The regulator, Anatel, had first approved the 5G tender process back in March 2019, with the Ministry of Science, Technology, Innovations and Communications finally doing likewise in February 2020. At the time, the auction was anticipated to take place towards the end of 2020, before being pushed back to June 2021.
Soon, June was upon us, but no auction would materialise, with communications Minister Fabio Faria suggesting that the auction would take place in July.
Now, giving an update at Mobile World Congress, Faria has said that the telcos must wait one more month, delaying the auction to August as a result of an ongoing analysis of the auction’s rules by the Federal Court of Accounts.
The 5G auction is set to make frequencies in the 700MHz, 2.3GHz, 3.5GHz, and 26GHz spectrum bands available.
Part of the stipulations from the regulator mean that the operators will be required to launch standalone 5G networks (i.e., networks operating purely with 5G spectrum, not supported by 4G) in state capital cities by July 30 2022. For the operators, this will be no small feat, engendering a much heavier investment than a non-standalone 5G network.

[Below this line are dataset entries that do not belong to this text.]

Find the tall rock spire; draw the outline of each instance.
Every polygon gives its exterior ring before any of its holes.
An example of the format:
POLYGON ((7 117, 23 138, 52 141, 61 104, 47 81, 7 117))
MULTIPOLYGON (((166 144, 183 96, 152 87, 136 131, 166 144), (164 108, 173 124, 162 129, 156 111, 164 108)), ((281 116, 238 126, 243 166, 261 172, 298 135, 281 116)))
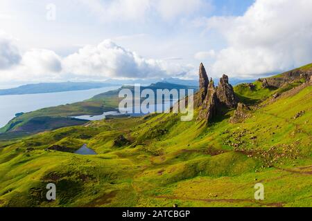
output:
POLYGON ((205 98, 206 97, 207 91, 208 89, 208 85, 209 84, 209 80, 208 79, 208 76, 207 75, 206 70, 205 69, 202 63, 200 63, 199 69, 199 84, 200 84, 200 105, 202 104, 205 98))

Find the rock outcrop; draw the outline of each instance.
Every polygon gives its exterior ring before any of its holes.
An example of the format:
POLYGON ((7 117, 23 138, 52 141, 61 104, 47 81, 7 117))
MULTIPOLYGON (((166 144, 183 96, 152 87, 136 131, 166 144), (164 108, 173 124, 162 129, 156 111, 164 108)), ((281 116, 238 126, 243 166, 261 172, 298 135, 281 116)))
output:
POLYGON ((211 121, 224 108, 236 108, 237 99, 227 75, 222 76, 218 87, 214 86, 212 79, 209 81, 202 64, 200 64, 199 75, 200 91, 197 95, 196 106, 202 107, 199 119, 211 121))
POLYGON ((204 100, 199 118, 208 121, 211 120, 217 114, 218 104, 216 90, 211 79, 208 86, 207 96, 204 100))
POLYGON ((250 109, 249 107, 244 104, 239 103, 233 116, 229 118, 229 122, 231 124, 241 123, 250 116, 250 109))
POLYGON ((199 100, 198 102, 199 106, 202 105, 204 100, 206 98, 209 84, 209 80, 208 79, 206 70, 205 69, 202 63, 200 63, 199 69, 199 100))
POLYGON ((229 77, 223 75, 220 79, 219 85, 216 89, 216 95, 220 104, 234 108, 237 106, 237 99, 235 97, 233 87, 229 84, 229 77))
POLYGON ((311 76, 312 76, 312 68, 297 68, 273 77, 261 78, 258 81, 262 83, 263 88, 275 89, 300 79, 309 81, 311 76))

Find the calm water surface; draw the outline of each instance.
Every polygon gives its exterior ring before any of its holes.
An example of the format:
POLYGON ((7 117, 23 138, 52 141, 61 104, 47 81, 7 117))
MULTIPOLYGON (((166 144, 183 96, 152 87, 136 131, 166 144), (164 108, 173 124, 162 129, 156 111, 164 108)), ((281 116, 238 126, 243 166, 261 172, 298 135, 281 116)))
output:
POLYGON ((85 90, 0 96, 0 128, 15 117, 17 113, 27 113, 49 106, 81 102, 119 88, 120 86, 85 90))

Couple this with additional requirements to provide connectivity to the currently underserved Amazon region, primarily via the laying of optical fibre cables in riverbeds, and the operators will have their work cut out for them if they want to access 5G spectrum. The rules will also require them to improve connectivity to the country’s north-east region, as well as all federal highways.
But there is some respite for the operators when it comes to the rollout of 5G. Anatel has made the geopolitically important decision not to restrict operators from using Huawei equipment in their upcoming networks. Many of the operators already rely heavily on the Chinese vendor and as a result they have heavily petitioned to resist US pressure to ban the network supplier, arguing that to do so would cost them billions of dollars.